Joshua osih exige le respect du calendrier électoral au Cameroun
Joshua Osih mobilise l’opposition pour un calendrier électoral respecté
Au Cameroun, le respect du calendrier électoral devient une priorité absolue pour l’opposition. Joshua Osih, président du Social Democratic Front (SDF), a clairement indiqué que ce calendrier relève de la souveraineté populaire et non des décisions gouvernementales.

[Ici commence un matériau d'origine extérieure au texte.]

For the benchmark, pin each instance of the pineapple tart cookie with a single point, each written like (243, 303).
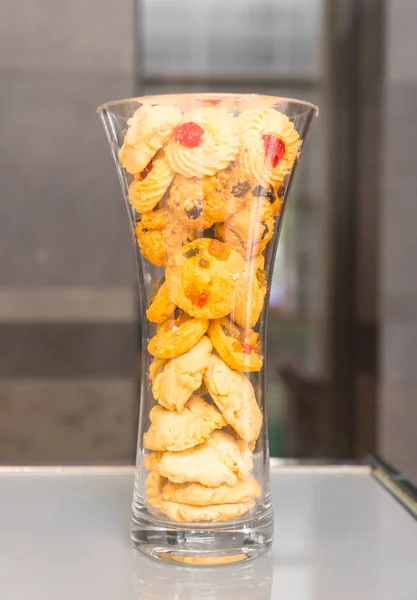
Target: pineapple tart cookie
(205, 142)
(178, 334)
(182, 376)
(239, 348)
(160, 305)
(270, 144)
(234, 395)
(148, 130)
(203, 278)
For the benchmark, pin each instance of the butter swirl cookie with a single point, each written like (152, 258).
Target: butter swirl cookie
(270, 144)
(148, 130)
(149, 187)
(205, 142)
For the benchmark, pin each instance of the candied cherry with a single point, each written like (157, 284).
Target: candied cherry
(188, 134)
(274, 149)
(202, 299)
(218, 250)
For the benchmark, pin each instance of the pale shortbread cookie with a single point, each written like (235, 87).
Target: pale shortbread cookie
(249, 305)
(182, 376)
(234, 395)
(201, 495)
(270, 144)
(148, 188)
(185, 513)
(153, 487)
(205, 142)
(173, 430)
(220, 459)
(148, 130)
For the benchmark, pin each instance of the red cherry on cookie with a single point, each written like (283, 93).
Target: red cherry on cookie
(147, 170)
(247, 348)
(188, 135)
(274, 149)
(202, 299)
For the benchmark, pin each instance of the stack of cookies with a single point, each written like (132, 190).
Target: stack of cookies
(207, 186)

Un appel solennel à l’unité de l’opposition
Lors d’une conférence de presse organisée le 23 juillet, Joshua Osih a lancé un appel pressant à tous les partis politiques camerounais, toutes tendances confondues, pour qu’ils s’unissent en un front commun. L’objectif ? Faire respecter les échéances électorales sans aucun report supplémentaire. « Les élections doivent se tenir à la date prévue. Pas un jour de plus. Le calendrier électoral appartient au peuple camerounais, pas au gouvernement », a-t-il martelé.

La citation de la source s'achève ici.